On peut tout changer sans rien changer. Par exemple on peut dire que tout a changé sans rien changer. Par exemple on peut prononcer le mot confinement dans la phrase ‘on a vécu le confinement’ en faisant en sorte que ce mot confinement soit équivalent pour tous et synonyme de replis, de lecture, de contemplation d’oiseaux dans le jardin parce qu’on n’utilise pas ce mot confinement en tant que caissière ou livreur de pizzas, parce qu’on oublie qu’utiliser un mot est quelque chose d’intime qui exprime une façon d’être au monde, la sienne et aucune autre, et ainsi et sans méchanceté on écrase les autres façons d’être qui restent coites, les autres ‘confinement’ où le problème est d’avoir été obligé de sortir, d’être mis en danger, fatiguables, usables, utilisables. On peut utiliser un langage qu’on suppose universel et penser que c’est nouveau. On oublie que le mot hôpital n’est pas le même pour tous, qu’on vive en argentine ou en hongrie, que le mot maladie n’est pas le même pour tous, qu’on vive dans un quartier bétonné surpeuplé ou qu’on soit donald trump. On peut prononcer le mot humain en se sentant supérieur aux autres formes de vie issues pourtant du même point zéro du début du vivant. On peut utiliser le mot humain en le dotant d’une destinée singulière, insinuant ainsi que la vie de l’humain a un sens linéaire qui part de rien et se dirige nettement vers le progrès, déclarant ainsi sans ambiguïté mais de façon sous-entendue que nous sommes nous, humains, une finalité, un aboutissement, une supériorité à atteindre dans un trajet non discutable, décrétant de cette façon et sans un mot plus haut que l’autre que les non humains existent pour nous, en regard de nous, à notre service et que, comme le firent les bons trafiquants d’esclaves, nous devons les choyer pour mieux en retirer de bénéfices. Par exemple on peut vouloir protéger absolument une espèce rare de grenouille parce qu’on suppose que dans sa peau se cachent les molécules d’un vaccin. Ça changerait tout, on pourrait qualifier cette découverte de progrès, mais ça ne changerait pas les échelles de valeurs si faciles à plaquer, à emprunter, à dupliquer et à réutiliser, sacs jetables.
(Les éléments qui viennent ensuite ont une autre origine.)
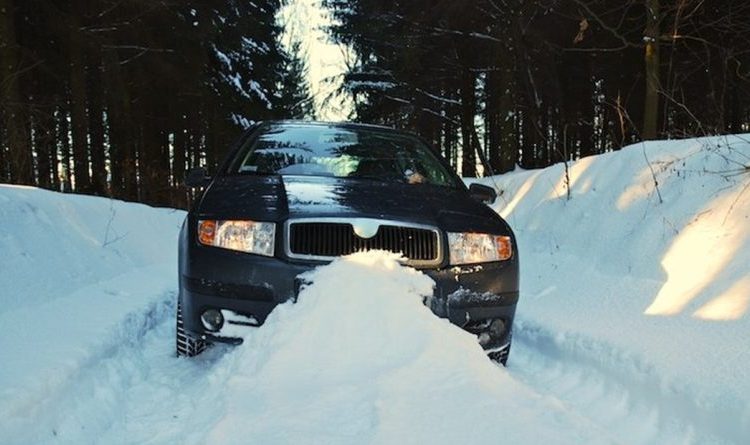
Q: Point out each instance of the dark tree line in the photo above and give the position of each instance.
(533, 82)
(121, 97)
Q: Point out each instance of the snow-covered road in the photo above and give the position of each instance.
(632, 326)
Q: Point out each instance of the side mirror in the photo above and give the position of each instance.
(197, 177)
(482, 193)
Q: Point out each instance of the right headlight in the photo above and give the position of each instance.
(472, 248)
(244, 236)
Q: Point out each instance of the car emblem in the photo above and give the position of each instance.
(365, 228)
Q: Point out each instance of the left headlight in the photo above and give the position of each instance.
(244, 236)
(471, 248)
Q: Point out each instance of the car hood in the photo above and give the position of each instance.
(277, 198)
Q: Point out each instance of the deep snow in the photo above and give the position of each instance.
(632, 326)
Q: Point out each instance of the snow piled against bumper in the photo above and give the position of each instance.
(360, 359)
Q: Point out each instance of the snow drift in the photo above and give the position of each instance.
(362, 360)
(638, 263)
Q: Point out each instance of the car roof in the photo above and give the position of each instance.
(349, 125)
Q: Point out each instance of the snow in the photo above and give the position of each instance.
(655, 294)
(632, 325)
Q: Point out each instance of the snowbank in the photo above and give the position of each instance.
(644, 272)
(362, 360)
(79, 276)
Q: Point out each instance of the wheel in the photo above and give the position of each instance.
(186, 345)
(500, 355)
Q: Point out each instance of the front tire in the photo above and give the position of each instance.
(501, 355)
(186, 345)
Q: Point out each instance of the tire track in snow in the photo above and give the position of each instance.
(619, 392)
(47, 414)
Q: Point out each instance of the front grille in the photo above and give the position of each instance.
(327, 239)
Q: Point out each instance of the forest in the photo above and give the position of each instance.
(120, 97)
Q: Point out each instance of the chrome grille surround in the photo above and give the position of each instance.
(435, 247)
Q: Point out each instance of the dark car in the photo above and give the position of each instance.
(294, 195)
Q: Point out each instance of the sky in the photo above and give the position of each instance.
(305, 21)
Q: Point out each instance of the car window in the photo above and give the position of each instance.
(318, 150)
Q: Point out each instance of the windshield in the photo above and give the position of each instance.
(349, 152)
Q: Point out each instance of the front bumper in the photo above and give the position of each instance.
(247, 288)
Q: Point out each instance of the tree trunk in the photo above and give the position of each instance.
(651, 58)
(15, 110)
(96, 125)
(78, 106)
(468, 110)
(64, 138)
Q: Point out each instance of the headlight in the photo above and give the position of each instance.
(244, 236)
(470, 248)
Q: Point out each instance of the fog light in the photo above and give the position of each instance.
(484, 339)
(497, 329)
(212, 319)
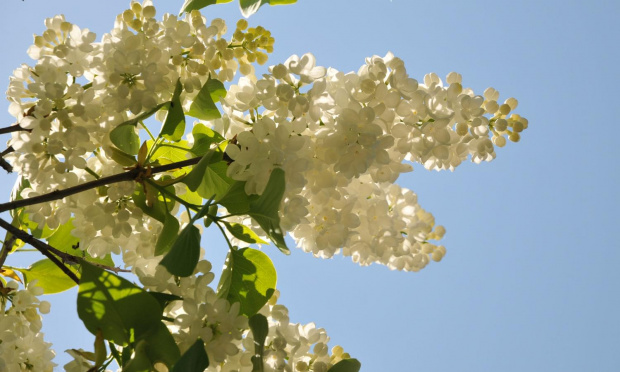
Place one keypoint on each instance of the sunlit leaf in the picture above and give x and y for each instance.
(243, 233)
(194, 359)
(204, 137)
(183, 257)
(168, 235)
(215, 183)
(174, 125)
(49, 276)
(346, 365)
(260, 328)
(236, 200)
(203, 106)
(190, 5)
(160, 345)
(125, 138)
(164, 298)
(115, 306)
(249, 7)
(253, 279)
(265, 209)
(9, 273)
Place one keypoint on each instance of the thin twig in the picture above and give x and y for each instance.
(127, 176)
(14, 128)
(42, 247)
(5, 164)
(6, 248)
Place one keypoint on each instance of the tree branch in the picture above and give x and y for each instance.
(5, 164)
(127, 176)
(14, 128)
(42, 247)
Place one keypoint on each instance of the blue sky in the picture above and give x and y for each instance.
(530, 281)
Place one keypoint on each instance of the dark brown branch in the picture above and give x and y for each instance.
(14, 128)
(5, 164)
(7, 245)
(8, 150)
(42, 247)
(127, 176)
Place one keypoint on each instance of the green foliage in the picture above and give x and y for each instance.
(236, 200)
(190, 5)
(243, 233)
(183, 257)
(346, 365)
(204, 138)
(195, 177)
(115, 306)
(164, 298)
(126, 315)
(49, 276)
(249, 278)
(168, 235)
(249, 7)
(265, 209)
(125, 138)
(260, 328)
(174, 125)
(195, 359)
(203, 106)
(158, 209)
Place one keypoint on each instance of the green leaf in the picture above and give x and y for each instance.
(124, 136)
(140, 361)
(195, 359)
(215, 183)
(223, 286)
(174, 125)
(243, 233)
(158, 210)
(168, 235)
(236, 200)
(190, 5)
(346, 365)
(115, 306)
(169, 153)
(160, 345)
(265, 209)
(204, 137)
(203, 106)
(249, 7)
(260, 328)
(183, 257)
(164, 298)
(120, 157)
(196, 176)
(126, 139)
(253, 280)
(49, 276)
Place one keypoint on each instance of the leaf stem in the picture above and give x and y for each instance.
(131, 174)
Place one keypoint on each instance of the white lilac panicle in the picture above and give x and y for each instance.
(228, 342)
(22, 347)
(79, 90)
(343, 139)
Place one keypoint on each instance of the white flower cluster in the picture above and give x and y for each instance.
(79, 90)
(228, 342)
(22, 347)
(342, 139)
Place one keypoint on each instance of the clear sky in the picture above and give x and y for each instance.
(531, 278)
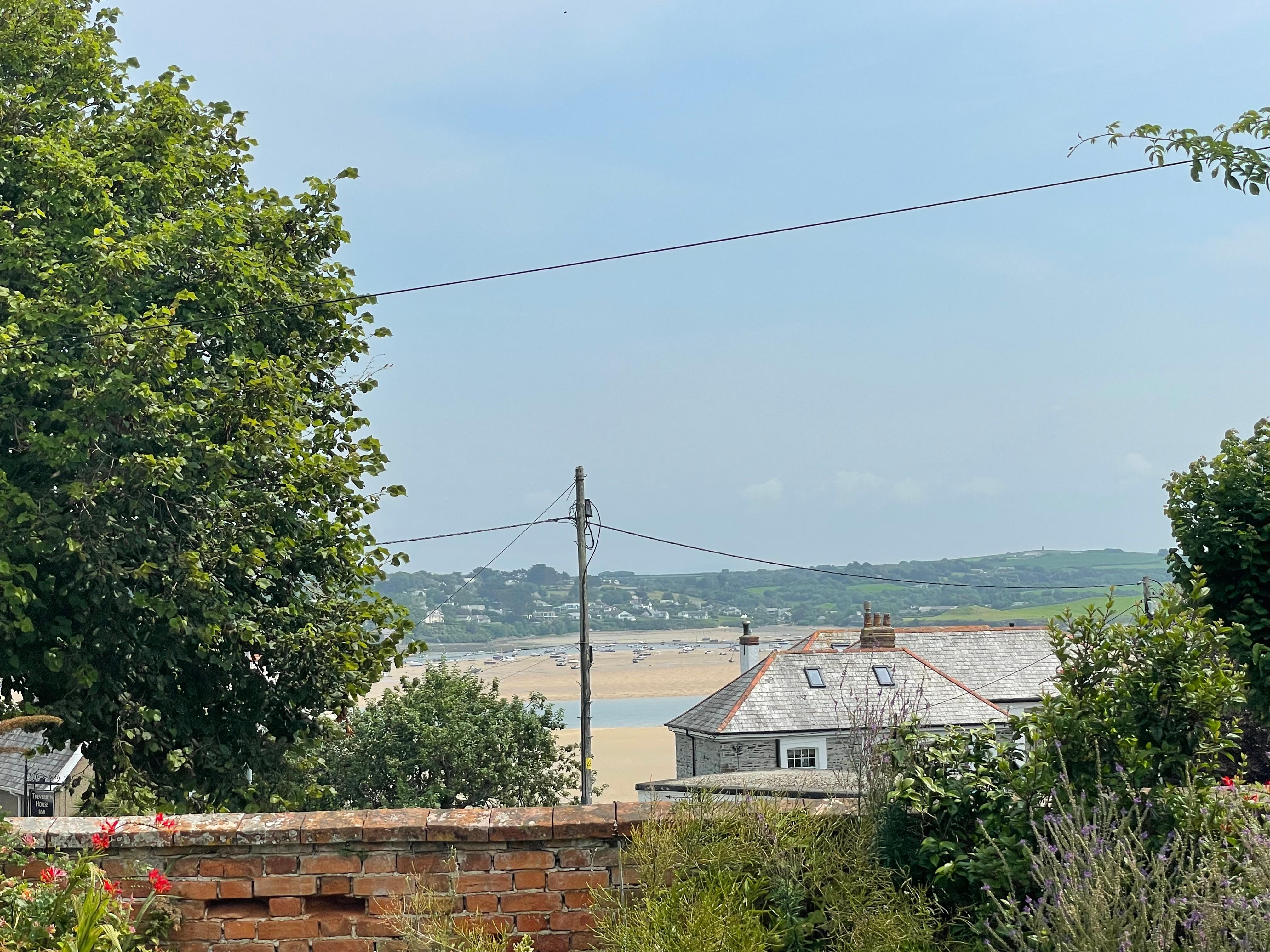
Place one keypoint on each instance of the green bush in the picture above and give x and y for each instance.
(722, 876)
(446, 739)
(1140, 705)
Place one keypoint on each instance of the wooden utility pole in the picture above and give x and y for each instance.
(580, 517)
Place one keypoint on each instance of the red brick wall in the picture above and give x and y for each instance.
(319, 883)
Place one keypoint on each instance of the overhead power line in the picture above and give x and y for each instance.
(601, 259)
(526, 526)
(860, 575)
(470, 532)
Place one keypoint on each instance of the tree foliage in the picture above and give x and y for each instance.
(183, 554)
(1140, 706)
(445, 740)
(1220, 509)
(1240, 167)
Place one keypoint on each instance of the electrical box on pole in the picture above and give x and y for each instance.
(580, 514)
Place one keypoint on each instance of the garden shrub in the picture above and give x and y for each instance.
(1145, 705)
(719, 876)
(72, 907)
(1099, 884)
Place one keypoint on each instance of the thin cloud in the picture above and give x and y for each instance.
(764, 493)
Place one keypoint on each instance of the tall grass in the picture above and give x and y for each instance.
(1100, 884)
(719, 876)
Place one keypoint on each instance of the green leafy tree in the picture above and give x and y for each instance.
(1142, 705)
(446, 739)
(183, 554)
(1220, 509)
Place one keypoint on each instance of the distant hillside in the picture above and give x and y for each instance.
(541, 601)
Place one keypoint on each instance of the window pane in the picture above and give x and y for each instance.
(801, 757)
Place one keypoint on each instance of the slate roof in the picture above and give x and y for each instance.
(783, 782)
(51, 766)
(775, 696)
(1004, 664)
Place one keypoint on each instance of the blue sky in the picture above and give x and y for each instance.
(998, 376)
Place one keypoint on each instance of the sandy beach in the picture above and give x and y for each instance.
(624, 757)
(667, 673)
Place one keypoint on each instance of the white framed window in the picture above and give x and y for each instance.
(804, 753)
(802, 757)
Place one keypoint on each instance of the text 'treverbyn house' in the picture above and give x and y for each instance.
(811, 706)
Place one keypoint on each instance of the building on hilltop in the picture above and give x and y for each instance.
(821, 704)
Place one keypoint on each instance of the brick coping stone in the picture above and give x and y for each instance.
(327, 881)
(418, 825)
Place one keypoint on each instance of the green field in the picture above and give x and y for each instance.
(1030, 614)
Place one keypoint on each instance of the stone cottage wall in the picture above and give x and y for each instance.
(323, 881)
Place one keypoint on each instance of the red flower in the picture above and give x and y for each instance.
(51, 875)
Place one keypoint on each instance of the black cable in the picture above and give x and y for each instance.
(1030, 664)
(595, 540)
(872, 578)
(470, 532)
(538, 520)
(611, 258)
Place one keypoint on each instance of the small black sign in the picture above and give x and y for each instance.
(41, 805)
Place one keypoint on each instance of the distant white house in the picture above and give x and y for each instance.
(45, 785)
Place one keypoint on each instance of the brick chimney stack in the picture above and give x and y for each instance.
(748, 648)
(877, 631)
Déjà se dire que mes mots ne sont pas tes mots. Et que ce n’est pas grave. Que ce n’est pas une séparation ou une solitude de fond. Que c’est une différence et que les différences ne sont pas graves, elles sont utiles, c’est par les différences d’un gène à l’autre que nous nous sommes développés.
Mais en arriver à l’idée que les différences ne sont pas graves est problématique, on met les enfants différents dans des classes spéciales, on bétonne des catégories étanches entre genres, entre quartiers, entre mots, entre confinements, et on lisse la surface pour la rendre plus propre en apparence, en apparence seulement, parce qu’on préfère regarder une surface lisse, propre et compacte, on préfère voir un grille-pain en inox profilé plutôt qu’un grille-pain bancal, cabossé. Nos objets aussi sont comme nos mots, intimes, intimement liés à ce qu’il est bon de regarder. Nos tableaux, nos sculptures, nos enregistrements, nos films sont comme nos mots. Il y a ceux des bons trafiquants d’esclaves qui vivent le confinement dans leur bibliothèque à la campagne tout en pensant à la marche du monde dans sa globalité depuis eux seuls et leur paysage lissé. Le lissage, la propreté des apparences et les gentils trafiquants d’esclaves qui exploitent avec grandeur d’âme sont un problème, un de mes problèmes, c’est pourquoi je marmonne dans la cave de la maison[s]témoin le samedi matin.